A novel Integrated Vacuum Carbonate Absorption Process (IVCAP) for post-combustion CO2 capture is being developed at the University of Illinois at Urbana-Champaign. A key technical aspect of this process is to employ a biocatalyst, carbonic anhydrase (CA) enzyme, to enhance the rates of CO2 absorption into the potassium carbonate (PC) solutions. This work investigates the kinetics, catalytic activity, and chemical and thermal stability of the CA enzyme to promote the CO2 absorption into PC solutions.

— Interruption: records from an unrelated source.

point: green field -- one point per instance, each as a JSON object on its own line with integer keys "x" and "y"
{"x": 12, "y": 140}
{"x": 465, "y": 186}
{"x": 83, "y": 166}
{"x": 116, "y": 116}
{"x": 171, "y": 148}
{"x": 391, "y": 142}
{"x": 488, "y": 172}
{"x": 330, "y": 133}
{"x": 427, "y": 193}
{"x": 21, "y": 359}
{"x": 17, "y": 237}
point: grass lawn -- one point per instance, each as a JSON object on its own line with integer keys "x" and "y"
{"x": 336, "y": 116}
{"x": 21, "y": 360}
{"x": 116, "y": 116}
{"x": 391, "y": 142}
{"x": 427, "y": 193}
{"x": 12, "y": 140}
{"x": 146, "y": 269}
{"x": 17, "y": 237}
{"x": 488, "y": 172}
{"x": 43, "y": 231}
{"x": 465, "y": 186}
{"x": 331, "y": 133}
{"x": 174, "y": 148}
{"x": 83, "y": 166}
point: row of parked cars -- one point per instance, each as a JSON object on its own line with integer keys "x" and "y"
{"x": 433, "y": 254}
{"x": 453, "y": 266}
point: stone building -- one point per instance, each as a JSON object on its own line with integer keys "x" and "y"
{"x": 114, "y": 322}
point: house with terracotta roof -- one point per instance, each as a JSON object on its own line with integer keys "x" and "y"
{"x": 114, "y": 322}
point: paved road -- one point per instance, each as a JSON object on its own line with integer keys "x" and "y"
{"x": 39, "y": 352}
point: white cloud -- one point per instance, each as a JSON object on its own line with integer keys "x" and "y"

The rates of CO2 absorption into 20 wt% PC solutions containing various amounts of the CA enzyme have been measured in a stirred cell reactor under the pseudo-first-order conditions, and the values of the first-order reaction rate constant of the CA enzyme, ke, for enhancing the CO2 hydration were determined using classical theory of gas absorption. The results showed that the values of ke were between 9.0 and 15.0 L/mg∙s in the 20% PC solutions with carbonate conversion rate ranged between 10 and 50% at a temperature range of 25-50oC. The rates of CO2 absorption into 20 wt% PC solutions were promoted by 3~6 times using 300 mg/L CA enzyme at a temperature between 40 and 50oC.
The CA enzyme demonstrated good chemical stability to several flue gas impurities as evidenced by the fact that the increase of ionic strength with anions of Cl-, NO3-, and SO42- in the solution did not significantly impact the ke values. The long-term thermal stability study revealed that the CA enzyme maintained about 90% activity at 40oC over the 6 month period, whereas about 50% of the activity was lost at 50oC within two months.